"Je ne peux pas lui en vouloir": abandonné bébé, un Rennais retrouve sa mère biologique après 55 ans de recherches
"Toute ma vie, je me suis demandé pourquoi j'avais été abandonné." C'est à l'âge de 70 ans que Daniel, un Rennais, a rencontré pour la première fois sa mère biologique, âgée de 95 ans. Le septuagénaire a relaté son histoire peu banale à Ouest-France, dans un témoignage publié ce samedi 21 septembre.
Daniel est né le 18 janvier 1954, à Rennes. Sa mère biologique, 25 ans à l'époque, l'abandonne "sur le trottoir devant la maison maternelle de Rennes dont elle s’était enfuie".
"Un papier de l'assistante sociale mentionne que les employeurs chez qui ma mère travaillait et logeait n'ont aucune pitié pour l’enfant. Je ne sais même pas si ses parents étaient au courant de sa grossesse", relate le septuagénaire. Le petit Daniel est placé, va venir dans une famille d'accueil à Bruz, jusqu'à son adoption.
"Le ciel m'est tombé sur la tête"
Jusqu'à ses 15 ans, Daniel ne connaît pas cette histoire, et ne sait même pas qu'il a été adopté. Il l'apprend par hasard, alors qu'il postule pour être apprenti en mécanique dans l'aviation.

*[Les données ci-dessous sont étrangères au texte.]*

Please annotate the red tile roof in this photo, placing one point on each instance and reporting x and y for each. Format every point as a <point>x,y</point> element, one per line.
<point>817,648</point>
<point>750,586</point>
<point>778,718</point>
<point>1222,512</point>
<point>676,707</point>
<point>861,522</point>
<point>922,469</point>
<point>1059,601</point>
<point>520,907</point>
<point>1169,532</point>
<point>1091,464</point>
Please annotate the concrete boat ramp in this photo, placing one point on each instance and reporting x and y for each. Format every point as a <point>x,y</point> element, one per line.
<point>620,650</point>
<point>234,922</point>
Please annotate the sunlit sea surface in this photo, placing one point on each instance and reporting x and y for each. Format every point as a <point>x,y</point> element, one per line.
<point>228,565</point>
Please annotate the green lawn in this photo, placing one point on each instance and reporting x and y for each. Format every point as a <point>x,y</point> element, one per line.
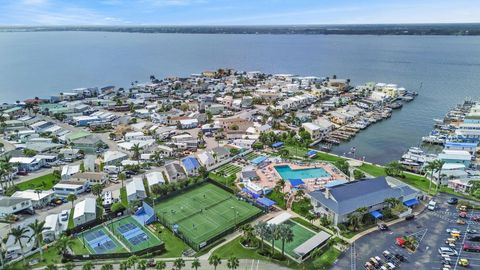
<point>45,182</point>
<point>279,198</point>
<point>174,246</point>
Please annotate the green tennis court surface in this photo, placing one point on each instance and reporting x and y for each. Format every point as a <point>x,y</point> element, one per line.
<point>98,240</point>
<point>134,235</point>
<point>203,213</point>
<point>300,235</point>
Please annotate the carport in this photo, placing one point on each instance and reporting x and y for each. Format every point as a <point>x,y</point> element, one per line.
<point>411,202</point>
<point>376,214</point>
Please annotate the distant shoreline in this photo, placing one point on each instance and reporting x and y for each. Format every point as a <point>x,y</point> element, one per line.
<point>463,29</point>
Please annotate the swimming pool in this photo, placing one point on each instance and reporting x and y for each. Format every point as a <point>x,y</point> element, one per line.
<point>288,173</point>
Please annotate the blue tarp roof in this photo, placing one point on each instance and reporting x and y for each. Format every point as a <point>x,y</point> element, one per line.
<point>258,160</point>
<point>277,144</point>
<point>296,182</point>
<point>190,163</point>
<point>376,214</point>
<point>411,202</point>
<point>265,201</point>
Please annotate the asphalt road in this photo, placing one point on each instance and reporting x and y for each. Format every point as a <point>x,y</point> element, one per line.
<point>430,230</point>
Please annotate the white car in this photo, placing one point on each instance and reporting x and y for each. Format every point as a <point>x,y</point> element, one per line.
<point>447,251</point>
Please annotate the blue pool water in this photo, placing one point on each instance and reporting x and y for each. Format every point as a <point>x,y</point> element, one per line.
<point>287,173</point>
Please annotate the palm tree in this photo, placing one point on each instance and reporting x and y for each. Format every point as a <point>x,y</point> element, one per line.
<point>19,233</point>
<point>71,198</point>
<point>215,261</point>
<point>136,151</point>
<point>261,231</point>
<point>142,265</point>
<point>161,265</point>
<point>87,266</point>
<point>37,229</point>
<point>179,263</point>
<point>196,263</point>
<point>63,243</point>
<point>107,266</point>
<point>233,263</point>
<point>287,236</point>
<point>132,261</point>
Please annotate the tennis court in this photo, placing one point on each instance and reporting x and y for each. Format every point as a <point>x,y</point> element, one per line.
<point>300,235</point>
<point>202,213</point>
<point>99,241</point>
<point>132,234</point>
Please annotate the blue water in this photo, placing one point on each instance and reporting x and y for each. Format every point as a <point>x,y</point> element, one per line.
<point>39,64</point>
<point>287,173</point>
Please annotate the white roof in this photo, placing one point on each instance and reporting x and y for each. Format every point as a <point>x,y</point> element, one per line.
<point>86,206</point>
<point>154,178</point>
<point>30,194</point>
<point>280,218</point>
<point>135,185</point>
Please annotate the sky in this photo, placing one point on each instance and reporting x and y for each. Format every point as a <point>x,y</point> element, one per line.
<point>235,12</point>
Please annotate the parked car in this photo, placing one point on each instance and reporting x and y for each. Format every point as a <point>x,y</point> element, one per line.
<point>452,200</point>
<point>447,251</point>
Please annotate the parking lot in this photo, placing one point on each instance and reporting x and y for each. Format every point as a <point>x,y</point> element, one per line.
<point>429,228</point>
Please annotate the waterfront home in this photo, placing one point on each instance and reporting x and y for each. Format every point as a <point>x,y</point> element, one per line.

"Mes parents étaient en vacances, j'avais besoin d’un papier pour compléter mon dossier. J'ai appelé ma mère au téléphone, elle m'a dit de prendre le livret de famille dans une boîte en fer. C'est là que j’ai découvert le jugement d'adoption. Le ciel m'est tombé sur la tête", se souvient-il.
Ses parents adoptifs, qui sont morts en 1988 dans un accident de voiture, ne savent rien des origines de Daniel. Ce dernier n'a eu de cesse de faire des recherches pour retrouver ses parents biologiques. "Toute ma vie, je me suis demandé pourquoi j'avais été abandonné. J'en pleurais. Je voulais connaître mes origines, mon identité", confie-t-il.
"J'ai perdu 20 ans"
Mais après avoir envoyé de nombreux courriers à l'assistance publique, avoir fouillé dans les archives municipales et judiciaires de Rennes, toujours rien. Jusqu'en 2001, où Daniel, désormais marié et père de deux enfants, une employée de son entreprise de transport lui donne un contact. "Si votre mère demande à vous retrouver un jour, on lui donnera", lui assure-t-elle.
En 2002, les dossiers d'adoption sont déclassifiés. Mais Daniel l'ignore: "Personne ne m'a prévenu malheureusement, malgré les démarches que j'avais faites. J’ai perdu vingt ans".
Début 2024, enfin, le Conseil national pour l'accès aux origines personnelles (CNAOP) lui envoie son dossier.
"Je ne veux pas qu'elle souffre davantage"
Il découvre que sa mère, aujourd'hui âgée de 95 ans, réside dans une petite commune d'Ille-et-Vilaine, à proximité d'où il allait se promener régulièrement pendant 20 ans. Une première rencontre est organisée en avril 2024.
"J'ai vu cette petite femme, toute menue, je ne peux pas lui en vouloir. Je ne savais pas quoi faire. Elle a sorti des photos, m'a raconté sa vie, la guerre. Je lui ai raconté la mienne", relate Daniel.
Ce dernier découvre également qu'il a un demi-frère, de 16 ans son cadet, et le contacte. "Ça a été un choc pour lui aussi. Je lui ai transmis les documents. Le courant est bien passé entre nous. Je trouve qu'on se ressemble. Il m'a accueilli les bras ouverts. C'est comme si on s'était toujours connu. Ça m'aide à oublier la misère que j'ai vécue", explique Daniel. D'après le récit de son demi-frère, sa mère s'est "demandée comment je l'avais retrouvée. Puis elle a parlé de viol".
De nouvelles rencontres avec sa mère biologique ont été organisées. Daniel veut la préserver. "Je lui téléphone chaque semaine, mais c'est difficile. Je veux qu'elle ait confiance. Je veux savoir. Toute ma vie, ça m'a perturbé (...) Ma mère me dira ce qu’elle a à me dire, je ne veux pas qu'elle souffre davantage".